If, as Dave suggests, what lies behind such suggestions can be a ‘politeness’ which doesn’t want to disagree with us (for which I read lying or – at best – cowardice), rather than affirming that their alternative project is ‘just as important’, shouldn’t we try and delve into (a) their commitment to it and (b) why we are making our particular proposal? At some point, somebody has to make the value judgement that something is, or is not, worth pouring our limited resources into. Sometimes, the answer will be that the suggestion is not worth spending money on. Other times, the answer will be that the suggestion is credible – even worthwhile and helpful – but not the most useful at the current time. Maybe the suggestion would bring the greatest gospel value for the resources we have available and we can say ‘yes’. Whatever the case, it should be assessed by gospel priority, not simply availability of something that might otherwise be good.

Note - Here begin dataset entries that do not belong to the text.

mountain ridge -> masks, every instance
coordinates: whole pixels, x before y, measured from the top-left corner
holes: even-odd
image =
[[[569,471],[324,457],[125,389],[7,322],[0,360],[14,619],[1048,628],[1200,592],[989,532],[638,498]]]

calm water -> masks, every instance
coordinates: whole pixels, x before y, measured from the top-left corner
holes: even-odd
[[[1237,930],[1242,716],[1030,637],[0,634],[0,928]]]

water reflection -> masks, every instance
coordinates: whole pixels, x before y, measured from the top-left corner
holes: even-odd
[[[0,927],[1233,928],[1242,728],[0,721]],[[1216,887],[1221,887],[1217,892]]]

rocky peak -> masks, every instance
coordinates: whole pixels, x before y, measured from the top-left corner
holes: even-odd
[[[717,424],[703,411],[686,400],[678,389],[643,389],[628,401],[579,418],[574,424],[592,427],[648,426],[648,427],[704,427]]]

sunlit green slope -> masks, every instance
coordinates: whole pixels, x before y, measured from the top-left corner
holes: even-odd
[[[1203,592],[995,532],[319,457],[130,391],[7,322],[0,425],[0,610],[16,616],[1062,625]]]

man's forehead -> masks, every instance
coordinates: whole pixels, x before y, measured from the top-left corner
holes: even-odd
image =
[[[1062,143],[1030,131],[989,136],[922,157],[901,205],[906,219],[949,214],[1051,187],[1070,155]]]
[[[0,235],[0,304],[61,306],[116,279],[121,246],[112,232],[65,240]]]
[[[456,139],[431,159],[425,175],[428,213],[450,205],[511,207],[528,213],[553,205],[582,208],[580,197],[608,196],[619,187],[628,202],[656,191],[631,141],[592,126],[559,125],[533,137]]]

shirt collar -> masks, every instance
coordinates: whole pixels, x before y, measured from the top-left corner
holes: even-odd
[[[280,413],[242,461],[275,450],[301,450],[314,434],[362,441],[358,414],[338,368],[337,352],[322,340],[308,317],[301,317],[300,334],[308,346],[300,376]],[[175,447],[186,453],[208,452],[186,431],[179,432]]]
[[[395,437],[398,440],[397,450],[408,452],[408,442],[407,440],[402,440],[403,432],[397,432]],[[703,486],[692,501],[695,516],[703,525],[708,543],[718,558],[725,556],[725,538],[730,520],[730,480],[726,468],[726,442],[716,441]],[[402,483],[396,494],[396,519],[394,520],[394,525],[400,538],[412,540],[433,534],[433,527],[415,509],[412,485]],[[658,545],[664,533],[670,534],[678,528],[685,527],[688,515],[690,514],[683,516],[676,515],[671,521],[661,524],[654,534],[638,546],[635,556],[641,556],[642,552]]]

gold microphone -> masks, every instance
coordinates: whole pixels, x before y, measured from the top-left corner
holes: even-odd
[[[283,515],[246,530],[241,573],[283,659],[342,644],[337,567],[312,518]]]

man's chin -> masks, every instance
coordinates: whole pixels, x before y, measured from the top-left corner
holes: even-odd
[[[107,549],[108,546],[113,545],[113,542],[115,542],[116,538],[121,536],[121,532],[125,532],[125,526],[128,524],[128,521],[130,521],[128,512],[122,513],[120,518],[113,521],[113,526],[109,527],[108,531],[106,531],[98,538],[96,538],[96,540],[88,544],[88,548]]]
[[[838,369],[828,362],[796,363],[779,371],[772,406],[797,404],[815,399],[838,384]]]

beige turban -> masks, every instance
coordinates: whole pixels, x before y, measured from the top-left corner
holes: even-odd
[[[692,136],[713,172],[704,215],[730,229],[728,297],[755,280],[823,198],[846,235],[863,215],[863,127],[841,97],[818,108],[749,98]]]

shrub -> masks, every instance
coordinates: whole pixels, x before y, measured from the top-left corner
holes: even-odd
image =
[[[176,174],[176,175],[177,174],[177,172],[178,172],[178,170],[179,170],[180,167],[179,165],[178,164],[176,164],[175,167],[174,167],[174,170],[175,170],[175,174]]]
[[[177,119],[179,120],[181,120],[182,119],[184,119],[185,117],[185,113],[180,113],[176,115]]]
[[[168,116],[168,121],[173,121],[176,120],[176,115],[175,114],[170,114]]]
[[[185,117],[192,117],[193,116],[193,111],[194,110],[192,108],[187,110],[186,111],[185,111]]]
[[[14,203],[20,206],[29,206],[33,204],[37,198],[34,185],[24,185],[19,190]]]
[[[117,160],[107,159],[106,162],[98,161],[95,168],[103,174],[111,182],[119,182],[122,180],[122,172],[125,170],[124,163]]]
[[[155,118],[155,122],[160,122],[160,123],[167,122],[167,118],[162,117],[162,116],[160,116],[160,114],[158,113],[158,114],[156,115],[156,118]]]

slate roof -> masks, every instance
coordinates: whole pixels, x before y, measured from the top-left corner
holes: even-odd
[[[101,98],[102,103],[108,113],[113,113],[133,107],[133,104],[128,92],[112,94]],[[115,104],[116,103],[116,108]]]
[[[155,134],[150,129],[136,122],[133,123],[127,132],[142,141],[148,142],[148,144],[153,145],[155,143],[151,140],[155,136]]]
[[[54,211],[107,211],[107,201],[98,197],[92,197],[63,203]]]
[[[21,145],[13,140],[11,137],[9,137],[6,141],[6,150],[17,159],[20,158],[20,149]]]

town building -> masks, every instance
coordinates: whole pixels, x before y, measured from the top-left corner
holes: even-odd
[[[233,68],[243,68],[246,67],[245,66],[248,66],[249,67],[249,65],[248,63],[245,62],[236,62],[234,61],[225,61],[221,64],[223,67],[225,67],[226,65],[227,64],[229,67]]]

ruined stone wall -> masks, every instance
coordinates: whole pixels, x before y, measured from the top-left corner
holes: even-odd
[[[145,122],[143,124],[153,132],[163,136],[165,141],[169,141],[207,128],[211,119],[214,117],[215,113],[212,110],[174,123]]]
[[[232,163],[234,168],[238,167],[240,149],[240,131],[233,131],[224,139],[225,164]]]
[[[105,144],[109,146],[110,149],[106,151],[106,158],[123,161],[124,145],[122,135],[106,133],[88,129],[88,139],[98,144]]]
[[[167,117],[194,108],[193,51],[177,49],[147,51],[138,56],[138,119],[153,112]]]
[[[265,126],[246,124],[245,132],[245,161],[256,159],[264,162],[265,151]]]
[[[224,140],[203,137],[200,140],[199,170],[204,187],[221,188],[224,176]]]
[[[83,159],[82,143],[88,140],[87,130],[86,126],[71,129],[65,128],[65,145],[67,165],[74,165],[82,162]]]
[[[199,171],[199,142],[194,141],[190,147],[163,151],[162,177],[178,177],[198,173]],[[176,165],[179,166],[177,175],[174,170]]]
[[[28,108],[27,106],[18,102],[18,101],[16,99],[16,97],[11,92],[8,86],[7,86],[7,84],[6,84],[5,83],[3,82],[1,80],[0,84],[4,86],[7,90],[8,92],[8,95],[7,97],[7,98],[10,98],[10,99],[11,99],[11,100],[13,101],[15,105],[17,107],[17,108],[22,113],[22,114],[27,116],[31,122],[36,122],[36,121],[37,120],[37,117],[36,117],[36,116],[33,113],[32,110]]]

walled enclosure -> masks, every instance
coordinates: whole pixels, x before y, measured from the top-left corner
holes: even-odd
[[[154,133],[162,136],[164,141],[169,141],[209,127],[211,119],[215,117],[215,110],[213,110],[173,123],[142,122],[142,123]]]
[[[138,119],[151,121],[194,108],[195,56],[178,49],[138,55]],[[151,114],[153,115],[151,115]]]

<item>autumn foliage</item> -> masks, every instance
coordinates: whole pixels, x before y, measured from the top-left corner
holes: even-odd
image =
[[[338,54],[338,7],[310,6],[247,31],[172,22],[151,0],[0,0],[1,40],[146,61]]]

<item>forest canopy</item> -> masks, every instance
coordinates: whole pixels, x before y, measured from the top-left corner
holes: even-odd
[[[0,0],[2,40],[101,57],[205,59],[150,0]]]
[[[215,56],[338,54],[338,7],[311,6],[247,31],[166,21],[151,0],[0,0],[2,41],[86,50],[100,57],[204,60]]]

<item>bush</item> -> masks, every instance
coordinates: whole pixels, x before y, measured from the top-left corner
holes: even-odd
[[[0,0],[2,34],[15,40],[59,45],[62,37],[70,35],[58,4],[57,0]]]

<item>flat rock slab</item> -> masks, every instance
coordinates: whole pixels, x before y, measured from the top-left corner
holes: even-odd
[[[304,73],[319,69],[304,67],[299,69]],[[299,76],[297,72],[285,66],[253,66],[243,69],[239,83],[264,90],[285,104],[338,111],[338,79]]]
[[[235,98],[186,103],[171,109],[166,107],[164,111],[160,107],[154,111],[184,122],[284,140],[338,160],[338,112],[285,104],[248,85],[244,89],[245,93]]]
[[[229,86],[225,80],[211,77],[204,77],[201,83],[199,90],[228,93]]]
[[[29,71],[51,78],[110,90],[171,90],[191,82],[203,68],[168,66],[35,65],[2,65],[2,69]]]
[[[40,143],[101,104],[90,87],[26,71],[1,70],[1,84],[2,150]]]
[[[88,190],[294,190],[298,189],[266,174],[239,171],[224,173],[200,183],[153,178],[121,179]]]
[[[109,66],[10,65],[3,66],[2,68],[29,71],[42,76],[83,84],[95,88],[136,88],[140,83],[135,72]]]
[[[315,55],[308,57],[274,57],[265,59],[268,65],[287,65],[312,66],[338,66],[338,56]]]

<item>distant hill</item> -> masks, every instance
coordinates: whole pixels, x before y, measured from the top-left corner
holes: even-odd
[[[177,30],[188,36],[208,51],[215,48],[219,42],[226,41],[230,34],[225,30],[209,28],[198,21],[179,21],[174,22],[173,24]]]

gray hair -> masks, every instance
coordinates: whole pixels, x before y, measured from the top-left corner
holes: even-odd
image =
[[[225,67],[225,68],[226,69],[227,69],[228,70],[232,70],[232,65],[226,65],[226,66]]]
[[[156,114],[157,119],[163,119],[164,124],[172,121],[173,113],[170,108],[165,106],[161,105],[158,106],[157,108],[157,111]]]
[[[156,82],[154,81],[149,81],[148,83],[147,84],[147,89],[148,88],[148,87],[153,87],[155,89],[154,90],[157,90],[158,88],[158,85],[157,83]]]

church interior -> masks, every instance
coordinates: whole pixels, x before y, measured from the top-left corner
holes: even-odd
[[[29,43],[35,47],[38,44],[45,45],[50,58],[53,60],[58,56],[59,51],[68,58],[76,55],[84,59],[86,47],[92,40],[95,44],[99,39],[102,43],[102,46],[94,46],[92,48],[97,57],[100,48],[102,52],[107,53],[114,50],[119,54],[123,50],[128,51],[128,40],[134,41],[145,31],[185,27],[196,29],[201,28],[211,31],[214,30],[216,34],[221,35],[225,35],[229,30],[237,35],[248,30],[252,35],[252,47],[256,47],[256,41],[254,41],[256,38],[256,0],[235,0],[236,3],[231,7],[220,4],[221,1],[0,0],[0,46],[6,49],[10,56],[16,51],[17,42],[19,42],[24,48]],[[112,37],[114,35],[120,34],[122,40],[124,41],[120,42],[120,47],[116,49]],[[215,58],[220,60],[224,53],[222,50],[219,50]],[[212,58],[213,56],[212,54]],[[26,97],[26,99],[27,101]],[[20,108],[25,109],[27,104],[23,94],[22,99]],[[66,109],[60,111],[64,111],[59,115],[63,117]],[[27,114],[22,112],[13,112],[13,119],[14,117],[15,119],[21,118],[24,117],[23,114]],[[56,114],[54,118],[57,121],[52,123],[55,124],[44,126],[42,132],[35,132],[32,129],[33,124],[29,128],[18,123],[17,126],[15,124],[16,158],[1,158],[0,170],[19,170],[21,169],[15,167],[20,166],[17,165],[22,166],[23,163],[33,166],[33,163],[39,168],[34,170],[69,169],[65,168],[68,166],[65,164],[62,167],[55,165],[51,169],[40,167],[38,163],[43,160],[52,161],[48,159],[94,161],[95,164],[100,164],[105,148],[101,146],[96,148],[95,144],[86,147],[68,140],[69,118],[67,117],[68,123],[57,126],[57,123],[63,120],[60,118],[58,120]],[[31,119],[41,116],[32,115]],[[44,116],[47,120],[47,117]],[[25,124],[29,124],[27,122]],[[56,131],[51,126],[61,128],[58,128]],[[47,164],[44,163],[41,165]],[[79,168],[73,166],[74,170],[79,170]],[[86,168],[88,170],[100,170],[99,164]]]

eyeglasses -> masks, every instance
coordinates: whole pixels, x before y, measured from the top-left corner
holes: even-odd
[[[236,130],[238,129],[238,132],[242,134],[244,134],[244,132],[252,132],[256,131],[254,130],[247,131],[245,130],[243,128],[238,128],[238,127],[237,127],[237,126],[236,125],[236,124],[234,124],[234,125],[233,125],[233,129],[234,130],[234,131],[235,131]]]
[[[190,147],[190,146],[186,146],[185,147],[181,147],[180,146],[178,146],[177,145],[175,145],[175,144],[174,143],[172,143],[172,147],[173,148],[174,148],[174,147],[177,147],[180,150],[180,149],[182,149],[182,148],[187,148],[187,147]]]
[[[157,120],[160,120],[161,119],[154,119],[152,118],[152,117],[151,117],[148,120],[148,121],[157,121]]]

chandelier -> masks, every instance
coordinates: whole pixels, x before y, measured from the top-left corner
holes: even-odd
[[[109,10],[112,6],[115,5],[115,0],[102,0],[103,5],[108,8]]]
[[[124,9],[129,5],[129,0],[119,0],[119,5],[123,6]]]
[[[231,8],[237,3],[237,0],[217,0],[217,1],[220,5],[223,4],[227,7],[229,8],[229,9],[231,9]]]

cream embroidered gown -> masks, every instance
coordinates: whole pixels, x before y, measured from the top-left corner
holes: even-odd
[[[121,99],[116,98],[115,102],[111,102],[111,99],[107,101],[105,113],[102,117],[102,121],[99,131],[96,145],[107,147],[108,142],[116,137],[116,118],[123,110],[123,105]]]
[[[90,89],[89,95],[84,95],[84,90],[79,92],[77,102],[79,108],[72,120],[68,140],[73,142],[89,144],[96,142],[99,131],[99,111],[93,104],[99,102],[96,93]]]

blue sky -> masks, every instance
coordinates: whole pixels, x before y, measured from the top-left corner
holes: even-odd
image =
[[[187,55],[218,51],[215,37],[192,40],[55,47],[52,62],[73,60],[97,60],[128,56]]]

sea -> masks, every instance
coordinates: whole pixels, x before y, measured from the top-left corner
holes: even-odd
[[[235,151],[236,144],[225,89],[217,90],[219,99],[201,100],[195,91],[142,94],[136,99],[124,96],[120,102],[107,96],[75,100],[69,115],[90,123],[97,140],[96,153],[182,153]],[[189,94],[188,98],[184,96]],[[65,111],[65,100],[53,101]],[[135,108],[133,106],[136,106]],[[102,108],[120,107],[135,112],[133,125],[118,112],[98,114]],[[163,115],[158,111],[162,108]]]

But what if we are dealing with two genuine priorities, as opposed to silly suggestions? I still don’t think the answer is simply, ‘do both’. Our lack of resource won’t allow that and we might be foolish to pump money into a building extension at the expense of adequately discipling the people in our church. That’s not to say a building extension is wrong or unhelpful, it is to say it may not be the pressing priority. Conversely, we might be so full and in desperate need of extra space – and feel as an eldership we are across the pastoral matters in the church – that an extension makes more sense than an assistant pastor. I’m not saying one is right and one is wrong but I am saying that the decision must be driven by the priorities we have set as an eldership not simply a both-are-important-and-we’ll-do-whatever-comes-up-first approach.

It is possible to have a gospel vision and come to different conclusions on what the priority is in our particular context. Nonetheless, both/and is really nice but is not always practicable. At some point, we’ve got to decide which we will go after. It would be my contention that we prioritise what we go after based on gospel concern, not just what happens to be available when we start looking. If we’re going to be proactive, we need to proactively look according to our biggest and most pressing gospel priorities, not just whatever good thing happens to be available at the time.

*Update: Dave has left a clarifying comment in the comment section.

4 comments

  1. Hi Stephen thanks for the response. A couple of corrections and clarifications. 1. As per follow on posts ( and reading me in context) I am writing in the context of a strongly intentional approach where we clearly know what direction we are going in. That means someone thinking strategically has also done the what if analysis and knows that there is more than one route from a to b. All the intentional stuff of looking searching out, using the youth academy etc is part of that so I am not advocating a relax and let circumstances direct your strategy in fact the opposite I’m saying don’t let circumstances or someone’s daft idea dictate the strategy. Set the strategy be clear about it and then act in line with circumstances. Oh and yes if someone has the daft idea you are never going to do … exactly – tell them!

  2. I never cease to be surprised that some ‘priorities’ set by churches for throwing their money at include things never seen in Scripture, such as ‘youth workers’ and ‘music leaders’.

    • Whether those things ought to be priorities or not, I suppose, is for individual churches to make in light of their own context. But I think you’ll struggle to read the Psalms and maintain music leaders are ‘never seen in Scripture’. And, what was Eli to Samuel if not a youth worker? If that is not compelling (which, to be honest, it isn’t), there is plenty in scripture about training up young people, of which the OT Jews did a pretty good line. There is no scriptural reason not to appoint someone to help dedicate themselves to that task if you think it would be the most valuable use of your resources in your particular context.

      What is more, some would argue pastors (as we often understand them) are not to be found in scripture either and thus we should do without them. I don’t quite agree with the charge but it is as superficially true as the point you seem to be making.